3. High-Level API Examples
Example: Basic Initialization
from jazzmine.core.llm import GeminiLLM
# Initialize for Gemini 1.5 Flash
llm = GeminiLLM(
model="gemini-1.5-flash",
api_key="AIza...", # Your Google AI Studio Key
temperature=0.7,
max_tokens=2048,
timeout=30.0
)
# Standard async generation
response = await llm.agenerate(messages)
print(response.text)4. Detailed Functionality
__init__(api_key, model, base_url, ...)
Functionality: Configures the endpoint and initializes the asynchronous HTTP clients.
Parameters:
- api_key (str): Your Google AI Studio API key.
- model (str): The model ID (e.g., "gemini-1.5-pro").
- base_url (str): Defaults to https://generativelanguage.googleapis.com.
_prepare_payload(messages) [Internal]
Functionality: Translates a list of MessagePart objects into the Google contents and systemInstruction format.
How it works:
- System Extraction: Filters all system role messages and packages them into the systemInstruction block.
- Assistant Mapping: Converts the role "assistant" to "model".
- Content Nesting: Wraps text in Google's required {"parts": [{"text": "..."}]} array structure.
_parse_response(data, start_time) [Internal]
Functionality: Processes the model's response candidates and handles safety rejections.
How it works:
- Candidate Validation: Retrieves text from the first generated candidate.
- Safety Logic: If no candidates are returned or if the finishReason is "SAFETY", it raises an LLMInvalidRequestError containing the feedback from Google's filters.
stream / astream
Functionality: Implements Google's Server-Sent Events (SSE) streaming using the :streamGenerateContent endpoint.
How it works: It parses incoming JSON chunks from the stream and yields the incremental text found within the deep path candidates[0].content.parts[0].text.
5. Error Handling
- LLMInvalidRequestError: Raised when Google's safety filters block a response or if the prompt is deemed inappropriate.
- LLMInternalError: Raised if Google returns a 500 or 503 status code, indicating service interruptions.
- Blocked Feedback: When a request is blocked, the exception includes the promptFeedback dictionary, which helps developers identify which safety category (e.g., harassment, hate speech) triggered the block.
6. Remarks
- API Version: This provider uses the v1beta API endpoint to ensure access to the latest features like System Instructions.

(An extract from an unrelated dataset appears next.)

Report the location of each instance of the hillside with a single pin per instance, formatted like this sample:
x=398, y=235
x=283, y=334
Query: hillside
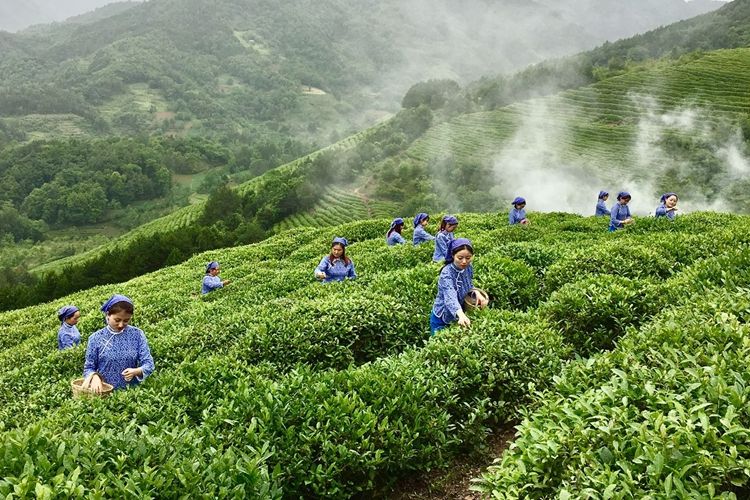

- Google AI vs. Vertex AI: This class is designed specifically for Google AI Studio keys. Google Cloud Vertex AI uses a different authentication method (IAM) and is not compatible with this specific provider.
- Token Usage: Since Gemini models often have unique tokenizers, if the API does not return explicit usage data, the provider falls back to the framework's character-based estimator.